The girl looked him in the eye. The orange light gave the bruised flesh of her cheek a faintly iridescent quality. “They think the people up there are devil worshipers,” she said. Some fuckhead they met told them he’d heard some very weird stories. Like if these people don’t think you’re right on they might cut you up and sacrifice you to somebody.” The girl continued to look at him. Then she smiled. “It’s strictly bullshit,” she told him.
Rex nodded but he was paying little attention to her now. A thought had come to him. It had appeared among his memories like a blade of grass upon parched ground. It had to do with the profound sense of disappointment once expressed on the part of Delandra Hummer over her father’s refusal to sell Dr. Verity one of his Creatures, and Rex returned the girl’s smile with one of his own. From somewhere beyond the wall came a sound—music turned up real loud but so far away that only the bass line could be heard in the bar, a dull throb like the sound of blood.

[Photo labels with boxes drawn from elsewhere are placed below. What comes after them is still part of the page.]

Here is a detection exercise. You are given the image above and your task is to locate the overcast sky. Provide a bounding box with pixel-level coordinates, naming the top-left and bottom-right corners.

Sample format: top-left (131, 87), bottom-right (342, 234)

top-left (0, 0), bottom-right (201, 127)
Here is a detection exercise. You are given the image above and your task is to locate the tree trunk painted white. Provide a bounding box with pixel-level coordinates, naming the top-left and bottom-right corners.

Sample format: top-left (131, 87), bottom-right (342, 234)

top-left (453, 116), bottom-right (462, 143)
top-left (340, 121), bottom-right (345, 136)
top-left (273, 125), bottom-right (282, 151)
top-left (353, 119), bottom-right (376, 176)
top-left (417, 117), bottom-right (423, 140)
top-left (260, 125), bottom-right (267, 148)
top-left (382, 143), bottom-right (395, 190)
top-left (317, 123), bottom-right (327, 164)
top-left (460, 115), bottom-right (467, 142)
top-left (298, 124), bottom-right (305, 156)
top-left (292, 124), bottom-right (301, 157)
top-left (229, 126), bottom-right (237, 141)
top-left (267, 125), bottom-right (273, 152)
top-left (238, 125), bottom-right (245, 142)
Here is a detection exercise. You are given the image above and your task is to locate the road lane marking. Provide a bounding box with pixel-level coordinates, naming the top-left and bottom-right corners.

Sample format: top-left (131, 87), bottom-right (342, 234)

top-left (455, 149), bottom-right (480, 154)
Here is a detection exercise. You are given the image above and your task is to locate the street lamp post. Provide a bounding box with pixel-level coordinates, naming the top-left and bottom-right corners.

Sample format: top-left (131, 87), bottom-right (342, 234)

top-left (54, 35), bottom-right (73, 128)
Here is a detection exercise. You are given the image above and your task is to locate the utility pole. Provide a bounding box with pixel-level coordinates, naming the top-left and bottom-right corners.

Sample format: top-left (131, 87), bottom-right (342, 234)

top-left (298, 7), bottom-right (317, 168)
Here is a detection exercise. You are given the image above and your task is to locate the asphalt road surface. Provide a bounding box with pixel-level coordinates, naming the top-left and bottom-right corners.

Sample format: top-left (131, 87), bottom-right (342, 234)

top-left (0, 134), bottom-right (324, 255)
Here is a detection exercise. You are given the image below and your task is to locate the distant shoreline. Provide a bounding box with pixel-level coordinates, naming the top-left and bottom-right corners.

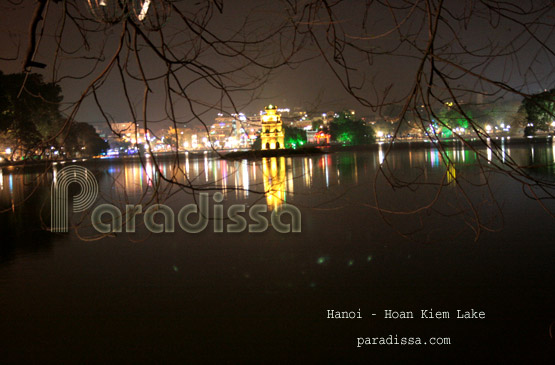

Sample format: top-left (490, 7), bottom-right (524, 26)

top-left (0, 135), bottom-right (555, 169)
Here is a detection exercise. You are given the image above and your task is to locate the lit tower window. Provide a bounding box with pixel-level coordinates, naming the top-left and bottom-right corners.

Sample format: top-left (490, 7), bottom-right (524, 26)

top-left (260, 104), bottom-right (284, 150)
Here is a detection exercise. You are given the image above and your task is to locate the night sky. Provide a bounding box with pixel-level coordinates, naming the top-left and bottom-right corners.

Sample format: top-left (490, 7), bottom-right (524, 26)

top-left (0, 0), bottom-right (554, 128)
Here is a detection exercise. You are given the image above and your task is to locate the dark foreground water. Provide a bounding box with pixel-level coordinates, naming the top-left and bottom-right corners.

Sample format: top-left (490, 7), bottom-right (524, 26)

top-left (0, 139), bottom-right (555, 363)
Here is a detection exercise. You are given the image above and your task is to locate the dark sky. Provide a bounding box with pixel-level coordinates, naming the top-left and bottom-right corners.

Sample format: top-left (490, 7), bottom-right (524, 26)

top-left (0, 0), bottom-right (554, 128)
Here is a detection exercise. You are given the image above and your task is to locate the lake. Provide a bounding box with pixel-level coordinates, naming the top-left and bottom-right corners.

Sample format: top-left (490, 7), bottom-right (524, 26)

top-left (0, 139), bottom-right (555, 363)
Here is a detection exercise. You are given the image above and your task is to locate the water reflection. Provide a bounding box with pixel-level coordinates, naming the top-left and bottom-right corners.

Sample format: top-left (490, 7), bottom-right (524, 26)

top-left (262, 157), bottom-right (286, 209)
top-left (0, 140), bottom-right (555, 225)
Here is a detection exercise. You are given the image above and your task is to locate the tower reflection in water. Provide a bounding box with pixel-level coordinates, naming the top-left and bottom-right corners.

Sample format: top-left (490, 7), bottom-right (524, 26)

top-left (262, 157), bottom-right (287, 210)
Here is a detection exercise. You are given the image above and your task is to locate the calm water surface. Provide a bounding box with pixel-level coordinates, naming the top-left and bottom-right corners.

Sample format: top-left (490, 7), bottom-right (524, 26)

top-left (0, 143), bottom-right (555, 363)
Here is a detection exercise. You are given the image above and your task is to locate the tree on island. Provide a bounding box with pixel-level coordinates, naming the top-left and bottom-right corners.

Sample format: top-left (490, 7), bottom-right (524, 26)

top-left (0, 71), bottom-right (63, 157)
top-left (521, 89), bottom-right (555, 136)
top-left (61, 122), bottom-right (110, 157)
top-left (329, 112), bottom-right (375, 146)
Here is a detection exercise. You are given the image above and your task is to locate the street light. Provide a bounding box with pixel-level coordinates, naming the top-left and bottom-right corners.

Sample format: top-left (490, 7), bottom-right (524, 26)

top-left (86, 0), bottom-right (127, 24)
top-left (130, 0), bottom-right (171, 30)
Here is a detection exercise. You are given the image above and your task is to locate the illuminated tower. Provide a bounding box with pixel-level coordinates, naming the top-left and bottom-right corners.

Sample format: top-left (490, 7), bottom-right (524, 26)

top-left (260, 104), bottom-right (284, 150)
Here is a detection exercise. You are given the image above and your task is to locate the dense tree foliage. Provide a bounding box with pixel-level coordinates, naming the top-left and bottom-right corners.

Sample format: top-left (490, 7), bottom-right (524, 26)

top-left (0, 72), bottom-right (109, 158)
top-left (0, 72), bottom-right (62, 156)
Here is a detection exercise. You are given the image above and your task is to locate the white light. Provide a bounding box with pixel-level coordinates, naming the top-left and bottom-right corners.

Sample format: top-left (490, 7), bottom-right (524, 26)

top-left (137, 0), bottom-right (150, 22)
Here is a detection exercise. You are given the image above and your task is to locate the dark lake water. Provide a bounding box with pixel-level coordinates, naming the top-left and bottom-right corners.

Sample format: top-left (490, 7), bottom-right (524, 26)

top-left (0, 140), bottom-right (555, 363)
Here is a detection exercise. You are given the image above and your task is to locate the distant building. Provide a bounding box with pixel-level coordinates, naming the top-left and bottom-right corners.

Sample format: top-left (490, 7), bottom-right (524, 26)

top-left (260, 104), bottom-right (284, 150)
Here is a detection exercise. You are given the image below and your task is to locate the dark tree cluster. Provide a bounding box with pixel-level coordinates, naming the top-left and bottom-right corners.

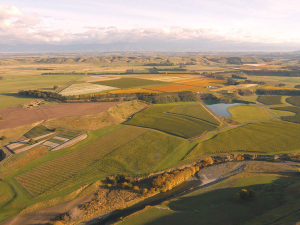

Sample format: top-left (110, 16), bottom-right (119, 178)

top-left (19, 90), bottom-right (197, 104)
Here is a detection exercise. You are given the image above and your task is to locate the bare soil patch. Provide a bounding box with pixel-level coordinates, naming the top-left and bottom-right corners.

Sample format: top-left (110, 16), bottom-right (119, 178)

top-left (0, 102), bottom-right (120, 130)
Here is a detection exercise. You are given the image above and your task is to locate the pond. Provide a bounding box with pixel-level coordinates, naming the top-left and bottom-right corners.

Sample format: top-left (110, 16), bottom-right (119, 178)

top-left (205, 102), bottom-right (246, 117)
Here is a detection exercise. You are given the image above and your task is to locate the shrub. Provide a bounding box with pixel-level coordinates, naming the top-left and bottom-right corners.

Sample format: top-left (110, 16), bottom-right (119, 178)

top-left (28, 138), bottom-right (36, 145)
top-left (240, 189), bottom-right (249, 200)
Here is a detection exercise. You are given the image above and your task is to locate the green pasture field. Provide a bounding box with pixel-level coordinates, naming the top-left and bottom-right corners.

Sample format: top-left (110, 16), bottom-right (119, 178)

top-left (286, 96), bottom-right (300, 107)
top-left (124, 104), bottom-right (218, 139)
top-left (93, 78), bottom-right (168, 88)
top-left (257, 95), bottom-right (284, 105)
top-left (0, 125), bottom-right (123, 222)
top-left (228, 105), bottom-right (273, 123)
top-left (24, 125), bottom-right (52, 138)
top-left (169, 104), bottom-right (221, 126)
top-left (247, 75), bottom-right (300, 88)
top-left (271, 106), bottom-right (300, 123)
top-left (0, 93), bottom-right (36, 109)
top-left (120, 176), bottom-right (299, 225)
top-left (16, 126), bottom-right (184, 196)
top-left (186, 120), bottom-right (300, 158)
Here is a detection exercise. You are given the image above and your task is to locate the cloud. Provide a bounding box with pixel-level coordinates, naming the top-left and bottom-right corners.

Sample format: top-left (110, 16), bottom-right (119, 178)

top-left (0, 0), bottom-right (300, 48)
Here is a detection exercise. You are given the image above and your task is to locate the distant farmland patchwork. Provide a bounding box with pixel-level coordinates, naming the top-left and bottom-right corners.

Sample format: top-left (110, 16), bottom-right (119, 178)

top-left (16, 126), bottom-right (183, 196)
top-left (257, 95), bottom-right (283, 105)
top-left (60, 83), bottom-right (117, 96)
top-left (125, 104), bottom-right (219, 138)
top-left (93, 78), bottom-right (166, 88)
top-left (271, 106), bottom-right (300, 123)
top-left (287, 96), bottom-right (300, 107)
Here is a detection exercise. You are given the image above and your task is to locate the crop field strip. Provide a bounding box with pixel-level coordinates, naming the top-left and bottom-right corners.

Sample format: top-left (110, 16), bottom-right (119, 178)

top-left (186, 121), bottom-right (300, 158)
top-left (124, 105), bottom-right (218, 139)
top-left (16, 127), bottom-right (147, 196)
top-left (59, 83), bottom-right (117, 96)
top-left (93, 78), bottom-right (166, 88)
top-left (271, 106), bottom-right (300, 123)
top-left (24, 125), bottom-right (51, 138)
top-left (56, 130), bottom-right (82, 139)
top-left (168, 104), bottom-right (220, 126)
top-left (257, 95), bottom-right (283, 105)
top-left (287, 96), bottom-right (300, 107)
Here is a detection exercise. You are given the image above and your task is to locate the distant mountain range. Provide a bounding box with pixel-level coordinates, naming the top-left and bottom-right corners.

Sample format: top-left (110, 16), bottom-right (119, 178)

top-left (0, 40), bottom-right (300, 57)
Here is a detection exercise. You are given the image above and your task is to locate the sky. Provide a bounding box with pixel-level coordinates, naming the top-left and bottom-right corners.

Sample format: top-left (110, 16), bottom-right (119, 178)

top-left (0, 0), bottom-right (300, 50)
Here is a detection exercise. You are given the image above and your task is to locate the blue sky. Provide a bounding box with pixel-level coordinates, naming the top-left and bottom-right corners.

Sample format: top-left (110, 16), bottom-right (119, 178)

top-left (0, 0), bottom-right (300, 50)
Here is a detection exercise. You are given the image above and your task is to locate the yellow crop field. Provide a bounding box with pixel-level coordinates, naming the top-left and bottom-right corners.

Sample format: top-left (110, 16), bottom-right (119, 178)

top-left (60, 83), bottom-right (117, 96)
top-left (147, 84), bottom-right (207, 92)
top-left (109, 88), bottom-right (160, 94)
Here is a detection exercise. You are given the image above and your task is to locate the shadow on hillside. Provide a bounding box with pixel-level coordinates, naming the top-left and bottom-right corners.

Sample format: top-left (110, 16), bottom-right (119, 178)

top-left (137, 177), bottom-right (300, 225)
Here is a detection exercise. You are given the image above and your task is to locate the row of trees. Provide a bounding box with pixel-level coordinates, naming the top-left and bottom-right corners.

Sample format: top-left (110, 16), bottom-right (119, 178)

top-left (19, 90), bottom-right (197, 104)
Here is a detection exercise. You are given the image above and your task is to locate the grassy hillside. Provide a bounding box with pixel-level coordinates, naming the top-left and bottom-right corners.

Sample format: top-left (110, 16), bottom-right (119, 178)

top-left (272, 106), bottom-right (300, 123)
top-left (168, 104), bottom-right (221, 126)
top-left (287, 96), bottom-right (300, 107)
top-left (257, 95), bottom-right (283, 105)
top-left (187, 121), bottom-right (300, 158)
top-left (228, 105), bottom-right (273, 123)
top-left (120, 175), bottom-right (300, 225)
top-left (93, 78), bottom-right (166, 88)
top-left (125, 104), bottom-right (218, 138)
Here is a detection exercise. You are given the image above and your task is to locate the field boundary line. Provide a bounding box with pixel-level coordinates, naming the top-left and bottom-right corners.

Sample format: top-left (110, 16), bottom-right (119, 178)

top-left (165, 112), bottom-right (220, 127)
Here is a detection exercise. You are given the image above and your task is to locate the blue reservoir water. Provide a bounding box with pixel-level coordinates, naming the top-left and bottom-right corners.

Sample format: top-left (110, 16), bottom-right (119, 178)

top-left (205, 102), bottom-right (245, 117)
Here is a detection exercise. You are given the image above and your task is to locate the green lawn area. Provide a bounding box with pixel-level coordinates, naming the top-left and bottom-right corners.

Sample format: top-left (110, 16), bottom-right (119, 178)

top-left (120, 176), bottom-right (299, 225)
top-left (187, 120), bottom-right (300, 158)
top-left (93, 78), bottom-right (167, 88)
top-left (228, 105), bottom-right (273, 123)
top-left (272, 106), bottom-right (300, 123)
top-left (125, 104), bottom-right (218, 138)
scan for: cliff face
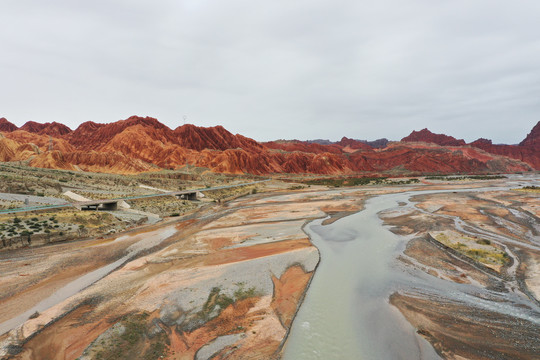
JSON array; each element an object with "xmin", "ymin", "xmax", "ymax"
[
  {"xmin": 0, "ymin": 116, "xmax": 540, "ymax": 175},
  {"xmin": 519, "ymin": 121, "xmax": 540, "ymax": 149},
  {"xmin": 0, "ymin": 118, "xmax": 18, "ymax": 132},
  {"xmin": 401, "ymin": 129, "xmax": 465, "ymax": 146}
]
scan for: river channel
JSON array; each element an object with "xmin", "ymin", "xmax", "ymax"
[
  {"xmin": 284, "ymin": 190, "xmax": 439, "ymax": 360},
  {"xmin": 283, "ymin": 188, "xmax": 540, "ymax": 360}
]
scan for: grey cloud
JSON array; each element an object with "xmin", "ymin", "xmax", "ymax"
[{"xmin": 0, "ymin": 0, "xmax": 540, "ymax": 143}]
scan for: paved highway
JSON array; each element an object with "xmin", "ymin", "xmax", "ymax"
[{"xmin": 0, "ymin": 179, "xmax": 270, "ymax": 214}]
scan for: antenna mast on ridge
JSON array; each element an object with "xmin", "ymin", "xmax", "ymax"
[{"xmin": 182, "ymin": 115, "xmax": 189, "ymax": 174}]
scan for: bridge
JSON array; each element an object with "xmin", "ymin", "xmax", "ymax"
[{"xmin": 0, "ymin": 179, "xmax": 270, "ymax": 213}]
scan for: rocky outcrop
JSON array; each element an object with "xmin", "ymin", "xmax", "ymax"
[
  {"xmin": 0, "ymin": 118, "xmax": 18, "ymax": 132},
  {"xmin": 0, "ymin": 116, "xmax": 540, "ymax": 175},
  {"xmin": 519, "ymin": 121, "xmax": 540, "ymax": 149},
  {"xmin": 401, "ymin": 129, "xmax": 465, "ymax": 146}
]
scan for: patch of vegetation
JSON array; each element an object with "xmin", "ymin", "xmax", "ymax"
[
  {"xmin": 303, "ymin": 177, "xmax": 420, "ymax": 187},
  {"xmin": 89, "ymin": 313, "xmax": 170, "ymax": 360},
  {"xmin": 426, "ymin": 175, "xmax": 506, "ymax": 181},
  {"xmin": 435, "ymin": 233, "xmax": 510, "ymax": 266}
]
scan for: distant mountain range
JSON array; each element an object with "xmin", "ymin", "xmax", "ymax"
[{"xmin": 0, "ymin": 116, "xmax": 540, "ymax": 176}]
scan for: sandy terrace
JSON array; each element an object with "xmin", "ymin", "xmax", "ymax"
[{"xmin": 0, "ymin": 187, "xmax": 368, "ymax": 359}]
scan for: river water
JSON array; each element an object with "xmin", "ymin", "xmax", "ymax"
[
  {"xmin": 284, "ymin": 190, "xmax": 439, "ymax": 360},
  {"xmin": 283, "ymin": 188, "xmax": 540, "ymax": 360}
]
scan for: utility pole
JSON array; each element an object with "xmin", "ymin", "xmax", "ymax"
[{"xmin": 182, "ymin": 115, "xmax": 189, "ymax": 174}]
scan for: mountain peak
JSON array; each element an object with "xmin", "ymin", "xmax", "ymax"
[
  {"xmin": 401, "ymin": 128, "xmax": 465, "ymax": 146},
  {"xmin": 0, "ymin": 118, "xmax": 18, "ymax": 132},
  {"xmin": 519, "ymin": 121, "xmax": 540, "ymax": 148}
]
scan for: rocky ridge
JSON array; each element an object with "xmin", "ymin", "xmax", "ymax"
[{"xmin": 0, "ymin": 116, "xmax": 540, "ymax": 175}]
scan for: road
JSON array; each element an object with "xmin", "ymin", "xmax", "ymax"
[{"xmin": 0, "ymin": 179, "xmax": 270, "ymax": 214}]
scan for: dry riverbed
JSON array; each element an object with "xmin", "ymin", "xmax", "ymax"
[
  {"xmin": 0, "ymin": 180, "xmax": 540, "ymax": 360},
  {"xmin": 0, "ymin": 184, "xmax": 363, "ymax": 359}
]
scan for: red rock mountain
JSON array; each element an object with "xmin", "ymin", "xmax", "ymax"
[
  {"xmin": 401, "ymin": 129, "xmax": 465, "ymax": 146},
  {"xmin": 519, "ymin": 121, "xmax": 540, "ymax": 149},
  {"xmin": 0, "ymin": 118, "xmax": 18, "ymax": 132},
  {"xmin": 0, "ymin": 116, "xmax": 540, "ymax": 175}
]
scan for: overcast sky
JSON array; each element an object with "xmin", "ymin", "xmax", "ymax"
[{"xmin": 0, "ymin": 0, "xmax": 540, "ymax": 143}]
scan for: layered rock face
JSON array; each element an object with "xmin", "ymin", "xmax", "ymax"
[
  {"xmin": 401, "ymin": 126, "xmax": 540, "ymax": 170},
  {"xmin": 0, "ymin": 116, "xmax": 540, "ymax": 175}
]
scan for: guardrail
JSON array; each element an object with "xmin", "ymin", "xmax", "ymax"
[{"xmin": 0, "ymin": 179, "xmax": 271, "ymax": 214}]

That he was a man of some destiny was something Rex had never doubted. He’d believed it when Roseann Duboise had told him he was meant for something special and he had known in his heart he would not be forsaken. That simply was not his fate. He had after all come to Porkpie Wells seeking a sign. He looked once more at the girl and then back into the courtyard where the orange light lay gleaming on the snowy walls, and finally back toward Charlie at the far end of the room where the bartender, at last having caught his eye, was busily finger-fucking the fist he had made out of one hand with the forefinger of the other. He was holding the whole business high enough over the bar for Rex to see and grinning like a demented rodent.
W
hen they entered Trona on the following morning the weather had turned muggy and the sky the color of pearl. The Thing, for the first time since they had stolen it, was no longer in the car. They had left it in their room at the Blue Heaven Motel, the bedspread covering the case, a DO NOT DISTURB sign on the door.
The golden city Obadiah had once glimpsed from the edge of the flats was, it appeared, a hoax of the cruelest variety for he did not believe he had seen an uglier town. Searching for some set of images with which to compare it, he was at first reminded of certain old photographs of eastern mill towns—those black-and-white portraits of industrial desolation. Tortured landscapes wherein sorry company towns hunkered on treeless hills in the shadows of smoking factories. They’d had, of course, to do something about the color scheme in the Mojave. The dirty grays and blacks of hard eastern winters had given way to the red-shaded earthtones of equally hard desert summers. As for the company town, its houses were of faded stucco pastels—pinks and greens and yellows, but bleached and dusted with a fine gray dust until they had taken on something of the quality of old work clothes washed too many times, bleached by long days beneath the sun. The houses were single-story structures, each one identical in design to its neighbor—low rectangular buildings with peaked sheet metal roofs that fanned out into a ten-foot overhang all around, making for deep porches and shade for the coolers which sat stacked in their shadows. In front of the houses there were makeshift fences of wood and wire and yards of sand.